Saturday, January 18, 2014

Who is God? All hail the power... (part 9)


Just like Christ was allowed to be bruised for humanity’s iniquities (Isaiah 53:10-12), God doesn’t promise me a rose garden, either. He does promise He will provide me with wisdom (Is 30:20) and that He will lift me up when I am humbled before Him. (Is 44:3-5). At that point, I will have grown in Him and my attitude will be as in Isaiah 59:19-21: “From the west, men will fear the name of the LORD, and from the rising of the sun, they will revere His glory. For He will come like a pent-up flood that the breath of the LORD drives along. The Redeemer will come to Zion, to those in Jacob who repent of their sins, declares the LORD.” The humble and penitent heart, that is what Jesus wants, that is what God wants. And Christ and God provide me with a way to come to Him, as He does all peoples. That is via Jerusalem, not a physical one, but one which God set up prior to the first one, the one God rules from in His mercy seat. The Jerusalem that is Heaven. God has chose Jerusalem to be the central holy point, (Jer 3:17) as He did physically so He now does spiritually with the formation of His church on the day of Pentacost.
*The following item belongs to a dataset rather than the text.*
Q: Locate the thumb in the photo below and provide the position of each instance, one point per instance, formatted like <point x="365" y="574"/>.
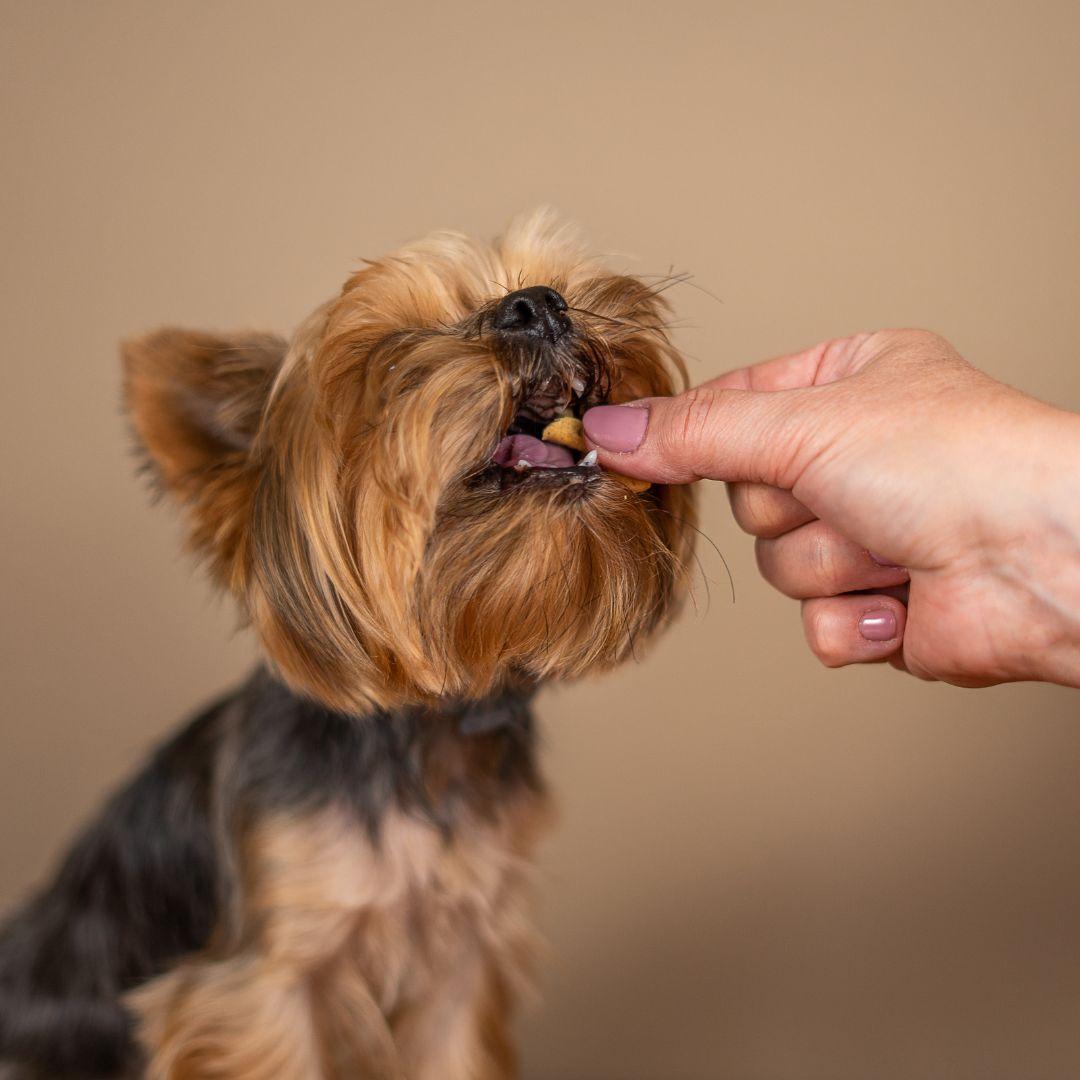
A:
<point x="707" y="432"/>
Isn’t God a wonderful God who has my future, my parents’ futures, my friends’ futures all in the palm of His hands, and Who knows what each and everyone of us need to live on? It is hard for me to know what to accept word for word and what to understand as a parable. Does Christ, when he tells Peter that upon this rock he shall build his church mean a literal rock, which would mean the physical seat of the church? Or does he mean upon the rock of faith, the Rock of Salvation that David refers to in Psalms? Is it a spiritual kingdom or one here on earth? Does the writer of Revelation mean Babylon in actual terms or a figurative one? Is Jerusalem figurative in the above case? So many times Christ spoke in real terms, and then at others figurative. And that is where communication comes in. How well do I connect with my Savior so I can understand his meanings? Not that I’ll understand them always, but I will love him and serve him by faith because of what I do know of him and his Father, who is also my Father.

 
Jesus is the final word in prayer, the Amen (Rev 3:14). If I find myself trying to improve God’s Word or worship in a way more suitable to what meets my needs, I am not worshipping God. I am worshipping my image of God. I am not in worship, then, with the sole purpose of bending my knee or bowing in reverence and I am doing something wrong and unnatural.